A former teacher at Episcopal Academy molested at least 11 students in the late 1970’s and early 1980’s, according to a letter sent Friday to the school’s alumni.
Richard Smith, 67, who taught at the tony suburban Philadelphia private school from 1970 to 1990, was arrested in on child sex abuse charges in April 2013 in Massachusetts.
The school says in its letter to alumni that it contacted Smith’s former students after his arrest in Massachusetts, using former prosecutors who are experts on child abuse to conduct its investigation. They have turned over the results to authorities in Chester, Montgomery and Delaware counties in Pennsylvania, as well as those in Massachusetts.
The school’s investigation also led to the discovery of one student who claimed to have been abused in the 1960’s. The staff member involved is dead, the school said.
“On behalf of Episcopal Academy and the Board of Trustees, we extend our deepest apologies to the students and families who were harmed,” Episcopal’s head of school, T.J. Locke and Edward H. Vick say in the letter.
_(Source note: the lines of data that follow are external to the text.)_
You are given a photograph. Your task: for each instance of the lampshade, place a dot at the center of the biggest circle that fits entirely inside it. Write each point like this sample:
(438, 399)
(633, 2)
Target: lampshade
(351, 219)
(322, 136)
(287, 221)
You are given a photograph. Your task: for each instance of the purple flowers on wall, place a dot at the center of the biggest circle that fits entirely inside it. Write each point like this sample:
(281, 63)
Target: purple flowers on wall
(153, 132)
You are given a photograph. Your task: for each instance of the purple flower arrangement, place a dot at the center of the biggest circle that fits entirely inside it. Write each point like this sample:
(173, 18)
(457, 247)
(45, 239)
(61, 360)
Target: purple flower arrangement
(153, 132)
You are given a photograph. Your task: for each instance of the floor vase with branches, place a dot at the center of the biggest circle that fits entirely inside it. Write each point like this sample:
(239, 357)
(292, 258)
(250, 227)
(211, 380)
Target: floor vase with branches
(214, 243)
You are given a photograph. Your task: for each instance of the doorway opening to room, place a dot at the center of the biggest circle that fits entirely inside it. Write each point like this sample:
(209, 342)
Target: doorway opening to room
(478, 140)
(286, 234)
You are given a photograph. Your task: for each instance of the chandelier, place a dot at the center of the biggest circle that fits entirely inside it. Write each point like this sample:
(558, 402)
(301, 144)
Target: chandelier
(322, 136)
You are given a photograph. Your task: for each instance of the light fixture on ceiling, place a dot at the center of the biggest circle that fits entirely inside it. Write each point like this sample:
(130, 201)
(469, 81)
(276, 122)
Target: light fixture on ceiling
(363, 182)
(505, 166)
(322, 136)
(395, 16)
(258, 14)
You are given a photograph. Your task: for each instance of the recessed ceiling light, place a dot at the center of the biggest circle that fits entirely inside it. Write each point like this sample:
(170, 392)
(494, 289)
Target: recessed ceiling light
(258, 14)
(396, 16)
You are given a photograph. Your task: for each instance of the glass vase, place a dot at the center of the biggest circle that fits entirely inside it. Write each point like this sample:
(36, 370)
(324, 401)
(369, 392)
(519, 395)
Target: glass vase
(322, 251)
In October 2013, Smith was arrested in Pennsylvania on child pornography charges. Those charges are still pending.
Though he stopped teaching in 1990, Smith continued to work as a part-time development associate through 1998.
The Cape and Islands District Attorney in Massachusetts charged Smith with the rape of a child and related offenses involving four children, which allegedly occurred at Camp Good News, located on Cape Cod in 1981.
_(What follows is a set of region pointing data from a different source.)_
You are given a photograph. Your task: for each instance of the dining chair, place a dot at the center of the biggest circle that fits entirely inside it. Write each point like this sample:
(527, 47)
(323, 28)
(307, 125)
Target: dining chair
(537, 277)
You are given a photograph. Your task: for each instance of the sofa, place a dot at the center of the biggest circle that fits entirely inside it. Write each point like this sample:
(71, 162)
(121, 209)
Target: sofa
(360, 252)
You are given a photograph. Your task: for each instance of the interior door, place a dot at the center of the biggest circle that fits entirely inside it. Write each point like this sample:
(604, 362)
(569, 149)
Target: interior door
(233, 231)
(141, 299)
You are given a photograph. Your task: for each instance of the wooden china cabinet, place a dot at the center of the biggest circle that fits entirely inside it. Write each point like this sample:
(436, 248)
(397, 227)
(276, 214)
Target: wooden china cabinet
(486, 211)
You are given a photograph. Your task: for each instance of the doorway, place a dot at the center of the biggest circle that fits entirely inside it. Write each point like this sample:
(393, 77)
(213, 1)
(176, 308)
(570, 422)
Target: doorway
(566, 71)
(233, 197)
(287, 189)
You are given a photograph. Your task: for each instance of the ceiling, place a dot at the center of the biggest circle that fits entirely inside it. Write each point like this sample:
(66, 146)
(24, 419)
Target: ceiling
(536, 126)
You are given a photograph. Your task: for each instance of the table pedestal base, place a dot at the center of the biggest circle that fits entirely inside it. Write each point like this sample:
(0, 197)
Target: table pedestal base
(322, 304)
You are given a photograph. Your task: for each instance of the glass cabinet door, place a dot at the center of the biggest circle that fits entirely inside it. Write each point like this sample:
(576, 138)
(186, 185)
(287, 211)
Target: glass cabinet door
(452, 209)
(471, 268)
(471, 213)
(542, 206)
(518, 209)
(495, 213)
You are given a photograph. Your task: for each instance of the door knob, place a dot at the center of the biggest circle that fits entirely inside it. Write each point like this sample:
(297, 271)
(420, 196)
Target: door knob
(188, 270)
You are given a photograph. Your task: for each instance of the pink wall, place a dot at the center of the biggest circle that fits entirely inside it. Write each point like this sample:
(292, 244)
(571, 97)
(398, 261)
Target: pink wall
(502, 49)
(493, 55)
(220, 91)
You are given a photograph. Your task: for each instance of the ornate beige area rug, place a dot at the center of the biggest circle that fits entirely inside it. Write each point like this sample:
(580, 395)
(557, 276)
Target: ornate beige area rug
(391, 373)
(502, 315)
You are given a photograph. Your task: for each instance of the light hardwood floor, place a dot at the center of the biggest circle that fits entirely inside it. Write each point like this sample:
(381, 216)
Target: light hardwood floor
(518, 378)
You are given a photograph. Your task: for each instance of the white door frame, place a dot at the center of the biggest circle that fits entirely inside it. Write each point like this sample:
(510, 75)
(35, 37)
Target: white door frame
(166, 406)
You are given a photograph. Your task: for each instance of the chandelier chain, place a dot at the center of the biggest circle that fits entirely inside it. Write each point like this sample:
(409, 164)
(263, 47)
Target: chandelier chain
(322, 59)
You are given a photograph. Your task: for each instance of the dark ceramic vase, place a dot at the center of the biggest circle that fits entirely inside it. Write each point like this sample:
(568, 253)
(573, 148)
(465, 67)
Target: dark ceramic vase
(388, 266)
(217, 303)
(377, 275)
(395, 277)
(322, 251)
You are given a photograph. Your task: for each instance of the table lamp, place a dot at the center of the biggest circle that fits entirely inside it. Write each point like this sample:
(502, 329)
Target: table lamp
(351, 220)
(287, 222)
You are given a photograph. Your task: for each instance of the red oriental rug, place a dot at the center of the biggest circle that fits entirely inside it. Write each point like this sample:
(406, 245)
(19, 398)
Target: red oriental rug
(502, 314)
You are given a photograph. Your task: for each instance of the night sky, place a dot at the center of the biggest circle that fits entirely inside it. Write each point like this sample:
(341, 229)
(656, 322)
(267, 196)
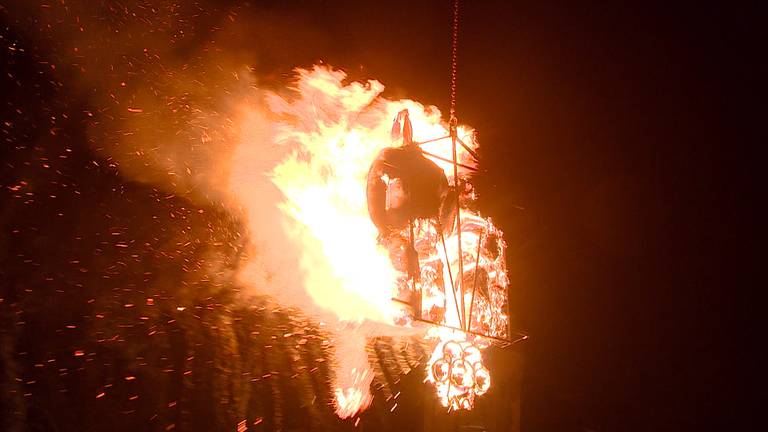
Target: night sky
(609, 161)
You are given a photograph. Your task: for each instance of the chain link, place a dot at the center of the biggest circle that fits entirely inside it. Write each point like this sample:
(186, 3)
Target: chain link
(454, 49)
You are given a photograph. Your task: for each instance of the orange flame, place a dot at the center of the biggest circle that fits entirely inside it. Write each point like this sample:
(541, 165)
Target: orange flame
(324, 137)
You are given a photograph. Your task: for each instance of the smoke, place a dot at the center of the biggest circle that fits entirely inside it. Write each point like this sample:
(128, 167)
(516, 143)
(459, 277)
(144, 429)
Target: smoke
(174, 100)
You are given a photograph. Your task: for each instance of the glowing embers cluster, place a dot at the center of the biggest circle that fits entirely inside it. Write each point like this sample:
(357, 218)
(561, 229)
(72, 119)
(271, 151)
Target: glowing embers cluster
(457, 371)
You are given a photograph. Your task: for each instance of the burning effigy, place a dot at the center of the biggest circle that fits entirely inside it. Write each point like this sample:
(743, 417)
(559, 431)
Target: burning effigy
(376, 203)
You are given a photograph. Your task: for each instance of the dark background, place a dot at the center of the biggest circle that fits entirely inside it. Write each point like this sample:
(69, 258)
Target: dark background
(613, 139)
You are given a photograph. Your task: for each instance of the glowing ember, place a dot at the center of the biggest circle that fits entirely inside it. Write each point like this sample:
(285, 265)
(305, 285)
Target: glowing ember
(456, 368)
(328, 133)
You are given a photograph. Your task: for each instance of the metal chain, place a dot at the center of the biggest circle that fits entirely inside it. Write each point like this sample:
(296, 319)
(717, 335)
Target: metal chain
(454, 49)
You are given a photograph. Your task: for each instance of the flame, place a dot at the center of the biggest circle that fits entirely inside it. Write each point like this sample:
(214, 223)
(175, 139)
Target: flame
(327, 133)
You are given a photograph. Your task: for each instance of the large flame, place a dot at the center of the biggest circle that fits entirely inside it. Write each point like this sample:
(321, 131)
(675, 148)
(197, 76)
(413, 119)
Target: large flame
(327, 134)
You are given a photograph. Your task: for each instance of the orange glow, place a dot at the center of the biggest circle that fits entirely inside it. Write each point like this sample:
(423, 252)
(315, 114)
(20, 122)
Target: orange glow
(325, 136)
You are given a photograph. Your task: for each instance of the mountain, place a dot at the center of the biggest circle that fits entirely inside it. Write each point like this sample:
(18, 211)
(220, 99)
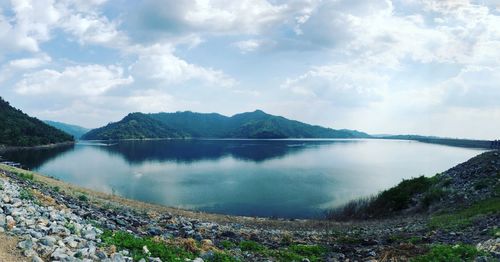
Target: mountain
(257, 124)
(133, 126)
(74, 130)
(19, 129)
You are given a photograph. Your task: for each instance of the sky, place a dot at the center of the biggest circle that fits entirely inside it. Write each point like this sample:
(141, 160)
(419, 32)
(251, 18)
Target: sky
(429, 67)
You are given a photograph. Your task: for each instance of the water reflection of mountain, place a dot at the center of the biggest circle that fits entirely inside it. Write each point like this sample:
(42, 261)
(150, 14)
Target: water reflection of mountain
(34, 158)
(196, 150)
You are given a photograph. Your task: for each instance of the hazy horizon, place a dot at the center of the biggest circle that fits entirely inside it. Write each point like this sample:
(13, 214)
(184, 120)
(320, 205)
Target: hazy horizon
(425, 67)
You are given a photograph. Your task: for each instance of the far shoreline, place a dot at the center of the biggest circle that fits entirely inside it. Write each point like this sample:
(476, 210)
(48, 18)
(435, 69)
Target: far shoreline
(4, 148)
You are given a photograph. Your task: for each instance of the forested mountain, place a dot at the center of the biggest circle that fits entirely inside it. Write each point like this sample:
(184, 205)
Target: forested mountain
(133, 126)
(257, 124)
(19, 129)
(74, 130)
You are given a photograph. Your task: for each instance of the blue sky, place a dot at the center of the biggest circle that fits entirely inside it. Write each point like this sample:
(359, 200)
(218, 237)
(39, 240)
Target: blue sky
(427, 67)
Smith attempted to plead guilty to those charges on Thursday, but judge in the case declined to accept terms of the plea deal.
Smith was arrested in Massachusetts as part of a long running investigation into allegations of sex abuse involving up to nine perpetrators at the camp.. Smith was the only person charged in that investigation, though one person under suspicion killed themselves in 2011. Other suspects were deceased.
The district attorney’s office said that allegations involving other suspects were unprosecutable because the statute of limitations expired, because of a lack of corroborating evidence, or willingness of victims to testify.
Former Massachusetts Senator Scott Brown disclosed in his autobiography “Against All Odds” that he was abused by a camp counselor. He did not name the camp at which he was abused. Camp Good News has acknowledged that Brown attended, Reuters reported.